La nueva vía elegida por el canadiense los ponía fuera del alcance o de la persecución probable de los vengativos Tananas; pero, en cambio era más ruda y difícil, pues tenían que atravesar la gigantesca sierra que forma, por decirlo así, el nervio principal de las Montañas Rocosas.

No tardaron en encontrar dificultades. Aquella región se hacía excesivamente bravía y salvaje, quebradísimo el suelo, surcado de abismos espantosos, de interminables desfiladeros, de rocas colosales y escarpadas que los caballos apenas podían escalar. Una semana entera perdieron en aquellas estribaciones; semana larga como un mes y penosísima.

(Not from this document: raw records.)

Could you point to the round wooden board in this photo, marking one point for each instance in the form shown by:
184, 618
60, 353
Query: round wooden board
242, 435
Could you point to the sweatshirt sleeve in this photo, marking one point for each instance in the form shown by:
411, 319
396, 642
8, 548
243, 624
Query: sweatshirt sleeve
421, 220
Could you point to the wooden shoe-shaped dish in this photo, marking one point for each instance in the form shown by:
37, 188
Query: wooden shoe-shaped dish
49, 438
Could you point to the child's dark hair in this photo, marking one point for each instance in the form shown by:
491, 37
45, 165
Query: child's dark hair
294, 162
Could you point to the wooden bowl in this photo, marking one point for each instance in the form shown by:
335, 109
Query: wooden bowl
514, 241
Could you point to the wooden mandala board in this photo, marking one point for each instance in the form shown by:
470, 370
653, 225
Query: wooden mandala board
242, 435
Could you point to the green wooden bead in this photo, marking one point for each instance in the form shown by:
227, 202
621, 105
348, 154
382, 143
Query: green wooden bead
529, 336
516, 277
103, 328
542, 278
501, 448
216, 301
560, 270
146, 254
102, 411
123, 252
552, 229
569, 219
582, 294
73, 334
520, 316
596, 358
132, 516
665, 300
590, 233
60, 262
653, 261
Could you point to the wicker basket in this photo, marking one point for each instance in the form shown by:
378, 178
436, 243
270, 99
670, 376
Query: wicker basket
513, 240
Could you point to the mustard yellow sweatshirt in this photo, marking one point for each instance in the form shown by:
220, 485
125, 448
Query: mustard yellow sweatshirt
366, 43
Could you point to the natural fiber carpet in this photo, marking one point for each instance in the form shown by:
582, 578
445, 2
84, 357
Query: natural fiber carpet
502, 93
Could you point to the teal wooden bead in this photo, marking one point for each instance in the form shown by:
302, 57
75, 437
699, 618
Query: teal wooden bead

Más de cien veces los futuros mineros se vieron obligados a descargar los caballos y llevarlos de la brida, guiándolos uno por uno a través de los pasos difíciles, levantándolos en alto, casi llevándolos. Así y todo, perdieron uno de ellos, que cayó a un abismo.

¡Pero, qué incomparable panorama! Aquellos picos enormes, el San Elias, el más alto de la América del Norte, escalado solamente por el joven duque de los Abruzzos después de innumerables fatigas, y alto de 5520 metros; el Cook, cuya altura es de 4900, y el Fairweather, de 4700, ofrecen espectáculos imposibles de describir.

Sus inmaculadas cimas cubiertas de nieve perpetuas parecen tocar al cielo.

Al octavo día, derrengados, casi sin provisiones y con los caballos cansadísimos, acamparon en los confines de la antigua América rusa, en la región de las fabulosas minas de oro.